On January 7, 1953 men were lined up by last name, waiting for a flight to various facilities across the country from which they would eventually reach their scattered homes. The young men with last names starting with H, J, or K were eager to get on the plane for the flight designated 1-6-6A at Boeing Field in Seattle. They were to fly to Fort Jackson, South Carolina to receive their discharge papers.
The pilot of the chartered Curtiss C-46F was 28-year-old Captain Lawrence Crawford. He had worked for Associated Air Transport for a couple of years and had nearly 5,000 hours in the air.

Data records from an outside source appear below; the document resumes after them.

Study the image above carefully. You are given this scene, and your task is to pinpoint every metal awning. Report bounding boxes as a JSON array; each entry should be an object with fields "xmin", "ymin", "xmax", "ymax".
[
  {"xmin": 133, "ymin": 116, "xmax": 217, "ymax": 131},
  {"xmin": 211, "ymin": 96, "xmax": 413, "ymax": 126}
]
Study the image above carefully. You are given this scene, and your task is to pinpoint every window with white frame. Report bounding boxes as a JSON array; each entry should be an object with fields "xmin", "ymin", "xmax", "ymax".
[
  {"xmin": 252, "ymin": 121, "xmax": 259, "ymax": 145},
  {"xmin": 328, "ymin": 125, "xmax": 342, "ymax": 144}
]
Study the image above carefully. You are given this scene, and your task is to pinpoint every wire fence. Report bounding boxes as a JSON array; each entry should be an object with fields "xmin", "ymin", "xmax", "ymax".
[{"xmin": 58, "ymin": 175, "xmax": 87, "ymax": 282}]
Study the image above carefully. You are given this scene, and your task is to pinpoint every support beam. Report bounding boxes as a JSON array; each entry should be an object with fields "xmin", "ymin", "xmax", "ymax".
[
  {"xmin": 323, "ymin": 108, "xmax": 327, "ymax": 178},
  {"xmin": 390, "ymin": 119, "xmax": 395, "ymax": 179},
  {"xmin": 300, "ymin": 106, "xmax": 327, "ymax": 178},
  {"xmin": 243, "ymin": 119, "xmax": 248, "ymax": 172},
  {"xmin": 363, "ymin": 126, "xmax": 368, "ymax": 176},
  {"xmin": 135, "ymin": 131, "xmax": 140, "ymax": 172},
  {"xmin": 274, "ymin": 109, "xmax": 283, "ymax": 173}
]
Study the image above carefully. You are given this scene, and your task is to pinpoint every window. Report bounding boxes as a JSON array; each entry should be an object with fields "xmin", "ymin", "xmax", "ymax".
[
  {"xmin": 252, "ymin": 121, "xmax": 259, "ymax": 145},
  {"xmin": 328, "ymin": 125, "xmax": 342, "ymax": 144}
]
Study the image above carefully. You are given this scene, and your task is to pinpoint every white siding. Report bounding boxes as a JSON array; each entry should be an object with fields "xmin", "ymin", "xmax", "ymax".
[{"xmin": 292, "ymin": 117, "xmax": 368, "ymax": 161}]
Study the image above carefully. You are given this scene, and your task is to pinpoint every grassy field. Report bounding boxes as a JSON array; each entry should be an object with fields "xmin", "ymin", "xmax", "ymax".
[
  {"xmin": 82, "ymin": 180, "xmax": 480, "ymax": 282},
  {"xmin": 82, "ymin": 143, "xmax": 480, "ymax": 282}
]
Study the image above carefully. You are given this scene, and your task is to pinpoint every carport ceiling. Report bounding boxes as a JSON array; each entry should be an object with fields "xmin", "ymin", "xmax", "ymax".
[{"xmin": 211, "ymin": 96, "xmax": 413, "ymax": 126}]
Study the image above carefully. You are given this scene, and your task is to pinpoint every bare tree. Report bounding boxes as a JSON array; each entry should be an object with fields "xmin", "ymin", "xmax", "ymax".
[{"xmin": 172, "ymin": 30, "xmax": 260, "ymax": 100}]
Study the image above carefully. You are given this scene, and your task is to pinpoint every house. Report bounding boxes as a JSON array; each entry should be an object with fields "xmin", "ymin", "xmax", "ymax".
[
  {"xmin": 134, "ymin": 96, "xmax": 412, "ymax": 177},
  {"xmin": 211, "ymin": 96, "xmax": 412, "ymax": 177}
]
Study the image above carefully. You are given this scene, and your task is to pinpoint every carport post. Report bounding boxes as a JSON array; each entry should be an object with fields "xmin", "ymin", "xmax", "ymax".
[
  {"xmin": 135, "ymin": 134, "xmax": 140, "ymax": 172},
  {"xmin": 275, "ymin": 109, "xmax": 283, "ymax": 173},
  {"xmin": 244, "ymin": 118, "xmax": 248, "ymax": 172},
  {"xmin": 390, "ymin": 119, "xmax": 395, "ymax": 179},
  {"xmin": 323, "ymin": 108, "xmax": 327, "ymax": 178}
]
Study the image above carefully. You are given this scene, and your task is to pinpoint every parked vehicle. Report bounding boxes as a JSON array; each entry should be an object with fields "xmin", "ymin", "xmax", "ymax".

Co Pilot Maxwell Perkins, 32, had flown about 3,500 hours, many of them in C-46s.
Dorthy Davis, 21, had zero hours in the air. She was the newly hired stewardess looking forward to her first flight.
PFC Ernest Kinsey, of Madison, Florida, was in line to board the plane. They counted off 37 passengers, stopping right before Kinsey. He’d have to take another flight. That plane would land in Salt Lake City for an oil line repair. It was there that he and his fellow soldiers learned that flight 1-6-6A was missing. When asked by a newspaper reporter how he felt, he said, “Just Lucky, I guess.”
The C-46F Commando was schedule to refuel in Cheyenne, Wyoming. The weather for the nighttime flight didn’t seem threatening, though the pilots were warned of the possibility of ice. Some three hours after taking off in Seattle, the pilots checked in at 13,000 feet over Malad City, Idaho at 3:58 am. They were scheduled to report in again at 4:45 over Rock Springs. That call never came.
A few minutes after the check-in at Malad, the plane crashed into the side of a mountain at an altitude of 8,545 about 8 miles from Fish Haven, near Bear Lake. We don’t know what went wrong. The engines were both in good shape and the deicing mechanisms were working. The FAA report would ultimately list the “inadvertent descent into an area of turbulence and icing” as the cause of the crash.
What we do know is that there were no survivors. It would be June before a recovery team could reach the crash site and retrieve the bodies.
This sad end to 37 men coming home from war with soaring hearts, and their three crewmembers, is commemorated at the crash site with a brass plaque listing all their names.